Often emphasized is the essential coordination required between different parties during the process (government, broadcasters, suppliers, customers) to ensure the smooth transition between analog switch-off and digital switchover, whilst maintaining efficiency and minimizing disruption issues.
However, close coordination can be difficult as each country deals with its own individual challenges, which means meeting tight deadlines can be challenging. The lack of DTT progress can hinder the ability of traditional broadcasters, especially public broadcasters, to compete effectively in current media markets.
Some governments have taken a proactive approach while others have not as they do not consider the transition to DTT a national priority. Thus, in these cases the transition is not supported by the necessary authorities and with the required initiatives. Due to this, countries in APAC have different digital penetration rates.
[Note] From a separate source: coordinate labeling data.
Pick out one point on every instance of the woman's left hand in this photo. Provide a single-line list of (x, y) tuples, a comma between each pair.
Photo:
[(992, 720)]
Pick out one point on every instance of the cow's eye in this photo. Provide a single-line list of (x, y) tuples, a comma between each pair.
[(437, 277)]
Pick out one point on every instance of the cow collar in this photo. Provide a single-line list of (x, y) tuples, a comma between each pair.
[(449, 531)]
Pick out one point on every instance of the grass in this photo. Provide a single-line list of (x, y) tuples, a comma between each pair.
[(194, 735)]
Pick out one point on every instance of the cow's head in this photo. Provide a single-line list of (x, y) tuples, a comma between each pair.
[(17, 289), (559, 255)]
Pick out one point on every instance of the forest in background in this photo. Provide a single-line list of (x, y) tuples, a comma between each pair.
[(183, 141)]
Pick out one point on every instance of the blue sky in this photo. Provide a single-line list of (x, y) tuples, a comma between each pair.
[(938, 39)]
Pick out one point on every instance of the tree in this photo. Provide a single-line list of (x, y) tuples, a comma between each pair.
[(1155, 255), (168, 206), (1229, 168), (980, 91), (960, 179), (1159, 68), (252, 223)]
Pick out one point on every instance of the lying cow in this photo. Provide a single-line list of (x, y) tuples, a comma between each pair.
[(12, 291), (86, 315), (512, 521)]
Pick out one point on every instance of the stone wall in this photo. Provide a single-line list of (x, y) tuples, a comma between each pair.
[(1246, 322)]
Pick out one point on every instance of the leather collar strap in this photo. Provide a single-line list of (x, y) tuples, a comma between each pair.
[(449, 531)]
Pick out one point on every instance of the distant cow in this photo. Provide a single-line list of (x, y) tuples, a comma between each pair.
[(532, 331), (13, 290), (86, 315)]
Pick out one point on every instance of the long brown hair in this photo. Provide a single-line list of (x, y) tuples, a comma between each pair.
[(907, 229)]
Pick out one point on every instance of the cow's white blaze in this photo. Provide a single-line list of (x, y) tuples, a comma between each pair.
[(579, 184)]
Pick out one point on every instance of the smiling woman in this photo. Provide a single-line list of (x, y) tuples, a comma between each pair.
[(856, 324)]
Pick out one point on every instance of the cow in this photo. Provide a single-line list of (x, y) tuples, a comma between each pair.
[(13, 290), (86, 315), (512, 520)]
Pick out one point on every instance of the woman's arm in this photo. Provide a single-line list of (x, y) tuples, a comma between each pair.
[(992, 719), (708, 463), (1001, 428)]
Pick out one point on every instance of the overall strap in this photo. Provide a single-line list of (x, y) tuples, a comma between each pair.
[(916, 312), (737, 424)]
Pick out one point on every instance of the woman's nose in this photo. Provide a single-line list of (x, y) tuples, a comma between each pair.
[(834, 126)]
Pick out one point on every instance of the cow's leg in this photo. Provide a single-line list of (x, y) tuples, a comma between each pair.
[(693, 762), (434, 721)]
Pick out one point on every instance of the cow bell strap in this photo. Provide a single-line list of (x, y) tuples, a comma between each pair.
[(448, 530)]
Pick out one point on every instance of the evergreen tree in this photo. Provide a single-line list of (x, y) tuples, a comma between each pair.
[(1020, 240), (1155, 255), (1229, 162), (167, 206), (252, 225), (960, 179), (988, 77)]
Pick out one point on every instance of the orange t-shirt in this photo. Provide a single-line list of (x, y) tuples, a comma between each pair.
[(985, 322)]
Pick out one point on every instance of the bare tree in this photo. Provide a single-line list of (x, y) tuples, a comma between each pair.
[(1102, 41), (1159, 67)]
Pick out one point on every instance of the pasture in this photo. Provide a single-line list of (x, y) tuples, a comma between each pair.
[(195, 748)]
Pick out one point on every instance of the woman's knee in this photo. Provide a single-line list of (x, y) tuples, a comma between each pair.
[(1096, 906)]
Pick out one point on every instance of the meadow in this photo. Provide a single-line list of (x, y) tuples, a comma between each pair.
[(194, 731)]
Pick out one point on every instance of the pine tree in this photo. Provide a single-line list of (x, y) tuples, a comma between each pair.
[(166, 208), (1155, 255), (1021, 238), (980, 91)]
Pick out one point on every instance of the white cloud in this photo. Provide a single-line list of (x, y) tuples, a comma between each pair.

According to Ovum, the 59% digital penetration rate in the region will increase to 88% by the end of 2020. Ovum forecasts that by 2020, eight markets will have 100% digital penetration – Australia, Hong Kong, Japan, Malaysia, New Zealand, Singapore, South Korea and Taiwan.
India and Thailand will have over 95% digital penetration.
Another obvious constraint to the transition is the lack of incentives and education for consumers. Low-income countries in the region will have further challenges in financing the transition – many households do not have the disposable income to purchase new digital equipment (STBs or digital converters). In this case, governments have to step in to finance the purchase of necessary digital equipment for households – however, some lack the funding to do so. Therefore, there is little incentive for broadcasters to go digital if their customers lack the necessary equipment to receive digital broadcasts.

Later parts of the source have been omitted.